Today, I was reminded how truly lovely and uplifting it is to hear positive words about T from the very professionals that work with him or just know him. This happened today quite unexpectedly and it has left me smiling inside since this afternoon. I went to pick up T from middle school, as I do everyday. I go inside and hang out in the entryway, waiting for T to arrive. During that time, I usually enjoy a few moments to chat quickly with his teacher - to hear how he’s doing, if there were any great or not-so-great things that I needed to know about, etc. Nine times out of ten, I am hearing about cool things that T did (or tried to do), and little triumphs he had that day. I usually come away feeling pretty good about where T is spending his days and his time.

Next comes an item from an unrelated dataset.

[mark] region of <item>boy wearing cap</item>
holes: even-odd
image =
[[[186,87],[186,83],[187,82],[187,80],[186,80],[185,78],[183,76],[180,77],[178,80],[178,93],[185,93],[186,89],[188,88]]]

Today his teacher wasn’t available to chat for long, so I waited for T to pack up his backpack & put on his coat (completely independently, by the way!). The assistant principal, who was monitoring the hallways during class change time, saw that I was on my own and approached me, asking if I was T’s mom. He then told me just how much they enjoy having T at school everyday, and how well he is doing. I grinned and thanked him, and said that he does have a way to getting into people’s hearts. The assistant principal agreed wholeheartedly, and proceeded to tell me that the students & teachers really like him. He then put his hand on my shoulder, looked me in the eye, and said, “Never underestimate how important it is that he is here. The students learn so much having him here. He makes them grow up and think less of themselves. And he learns so much from them too. It is so good to see.”
Looking back at him, I took a deep breath to take that all in, and thanked him for those kind words – and told him it meant a lot to hear that. At that moment, T was approaching with his huge smile, and I said to the assistant principal, “Look how happy he is here. He is really happy being here.”
And with that, the bubble burst. One of the para-educators from T’s classroom walked up with T and proceeded to tell me how much the zipper on his backpack really made him mad. (Um, yeah – he looks really mad with that wide smile across his face.) So I just said that yes, that can irritate him but it is usually short-lived. This is not the first time, or the only para, that brings him to me with this sort of update.
Then I started thinking about communication. How often do we, as parents of children with disabilities, hear about every minor infraction, every frustration expressed, every mis-step? If the para were to bring him to me everyday, I would probably get very little feedback other than “the backpack irritated him”, "he was grumpy today" or “he pushed me away” or some other imperfection of his day instead of how hard he tried in math class, or the cool experiment he got to see and help with in science.
It was a fantastic “compare and contrast” moment. Have no fear: the little minor frustration expressed by the para in no way diminished the wonderful exchange I had with the assistant principal.
Parting words: if you are professional working with kids with special needs (or heck, ANY kid!), don’t start off a conversation with me by telling about every minor infraction or frustration you have with my son. If you need to brainstorm with me, ask – I’m happy to do so. But remember, any minor frustration you have, we experience at home every other hour of the day. I know about them and don’t need to hear about them. In the words of a dear departed friend: “Three rules of communicating with others: Be kind. Be kind. Be kind.” Thanks, Mr. Assistant Principal, for being kind today.